A simulator object is an object from the class ChartSimulator defined in the package: models.guard_transitions.simulator.chart_simul. It is created by a call to the constructor ChartSimulator() without parameter. The object obtained is just an empty shell which can be turn into a real model by the method build(self, chart_model, sim_option, reporter. The parameter chart_model is an object representing a guarded transition model, sim_option must be set to True and reporter is an error reporter object similar to the ones used in constructors of XXXAnalyser classes.

Some models have no free events neither inputs and can be simulated as it. Their evolution relation is a deterministic function. When inputs and/or events are parts of the model, providing an input/event sequence is mandatory to perform a simulation. Input management is performed by an object from the InputStream class define in models.guard_transitions.simulator.input_stream. The objects from this class provide correct input to the simulator at each step of the simulation. The description of input and event sequences can use different formats. When the format is the one used for results from a MCLAnalyser method, the method set_act_input_stream(input_clocks) of the ChartSimulator class, provides a simulator with the correct InputStream object. The parameter input_clocks is a list of strings specifying the input and event sequence as in [’%’, ’% h2’, ’% i4 % h3’, ’% h4’].

The main methods of the simulator are:

simul_init_places(init_places): for initializations. The parameter init_places is the list of names of places activated at the start of the simulation.

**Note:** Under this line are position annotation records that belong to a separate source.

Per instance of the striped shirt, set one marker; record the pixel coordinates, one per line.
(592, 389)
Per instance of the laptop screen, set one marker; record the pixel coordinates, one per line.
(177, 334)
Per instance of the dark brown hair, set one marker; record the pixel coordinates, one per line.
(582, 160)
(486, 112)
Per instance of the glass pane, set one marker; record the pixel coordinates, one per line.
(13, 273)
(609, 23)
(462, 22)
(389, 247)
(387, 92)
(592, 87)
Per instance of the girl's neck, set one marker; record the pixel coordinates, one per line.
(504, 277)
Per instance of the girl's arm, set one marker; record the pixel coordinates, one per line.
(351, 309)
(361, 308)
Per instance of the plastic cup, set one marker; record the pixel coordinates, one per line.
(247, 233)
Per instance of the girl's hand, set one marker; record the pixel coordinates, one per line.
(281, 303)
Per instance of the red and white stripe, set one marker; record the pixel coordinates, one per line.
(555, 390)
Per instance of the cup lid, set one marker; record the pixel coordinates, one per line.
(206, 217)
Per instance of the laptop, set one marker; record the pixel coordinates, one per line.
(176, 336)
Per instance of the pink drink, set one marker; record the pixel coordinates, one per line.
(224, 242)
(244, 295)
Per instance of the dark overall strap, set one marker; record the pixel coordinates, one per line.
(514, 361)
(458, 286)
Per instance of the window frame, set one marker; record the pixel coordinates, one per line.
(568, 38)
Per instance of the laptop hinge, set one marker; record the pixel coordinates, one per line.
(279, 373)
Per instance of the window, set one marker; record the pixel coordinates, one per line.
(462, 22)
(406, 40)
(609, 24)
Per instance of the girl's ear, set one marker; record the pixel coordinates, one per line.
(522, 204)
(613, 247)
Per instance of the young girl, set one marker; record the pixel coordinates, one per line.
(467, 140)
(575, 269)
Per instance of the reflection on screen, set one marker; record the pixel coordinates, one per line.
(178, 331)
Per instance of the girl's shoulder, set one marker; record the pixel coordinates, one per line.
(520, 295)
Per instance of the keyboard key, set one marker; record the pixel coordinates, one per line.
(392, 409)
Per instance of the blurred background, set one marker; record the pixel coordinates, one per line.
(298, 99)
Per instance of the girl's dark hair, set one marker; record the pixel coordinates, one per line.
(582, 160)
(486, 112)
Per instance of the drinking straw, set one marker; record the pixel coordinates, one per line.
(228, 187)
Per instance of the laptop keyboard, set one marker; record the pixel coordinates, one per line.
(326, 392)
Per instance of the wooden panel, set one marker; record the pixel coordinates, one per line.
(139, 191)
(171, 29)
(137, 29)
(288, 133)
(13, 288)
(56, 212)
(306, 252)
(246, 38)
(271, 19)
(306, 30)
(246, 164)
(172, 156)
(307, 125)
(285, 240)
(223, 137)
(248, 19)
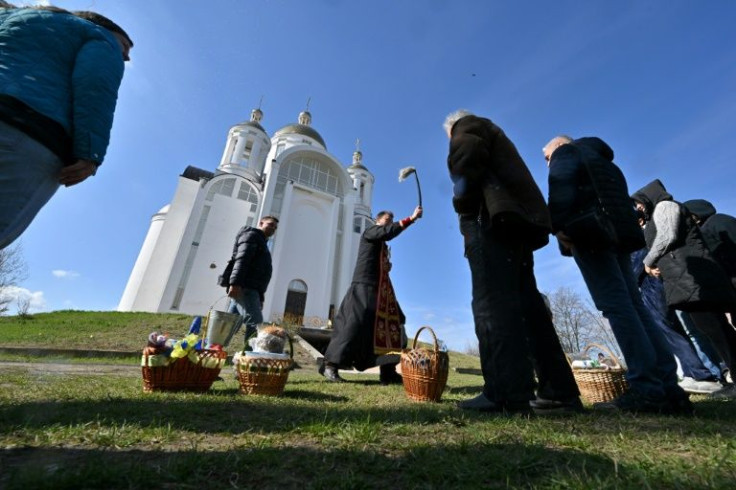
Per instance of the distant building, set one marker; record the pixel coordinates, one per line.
(323, 208)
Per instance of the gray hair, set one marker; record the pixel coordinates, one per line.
(454, 117)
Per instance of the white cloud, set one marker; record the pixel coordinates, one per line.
(15, 295)
(62, 274)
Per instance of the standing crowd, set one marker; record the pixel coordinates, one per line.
(661, 272)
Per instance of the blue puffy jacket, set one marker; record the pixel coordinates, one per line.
(64, 68)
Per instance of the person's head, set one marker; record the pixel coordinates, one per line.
(553, 144)
(122, 37)
(384, 218)
(268, 225)
(454, 117)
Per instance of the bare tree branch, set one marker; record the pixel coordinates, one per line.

simul_step(): performs a simulation step. When a transition is fired it is marked (activated = True), the origin is marked unactivated (activated = False) and the target is marked as activated.

Activation mark of transitions and places in a model can be reset with the clean() method of the ChartModel object.

A simulation can be supervised for invariant properties and reachable properties. Such properties can be registered in the simulator object by the two methods:

set_invariant_prop(prop): the parameter prop is a string specifying the property as a textual boolean expression on place variables. These expressions are submitted to the same restrictions than transition conditions.

set_reachable_prop(prop): similar to the invariant property

The invariant property is checked at the end of each simulation step. If it is violated, an exception is raised. The reachable property is checked by a method:

check_reachable_prop(): which returns a boolean. This method can be used after each simulation step. For invariant property we can also use a similar method: check_inv_conditions().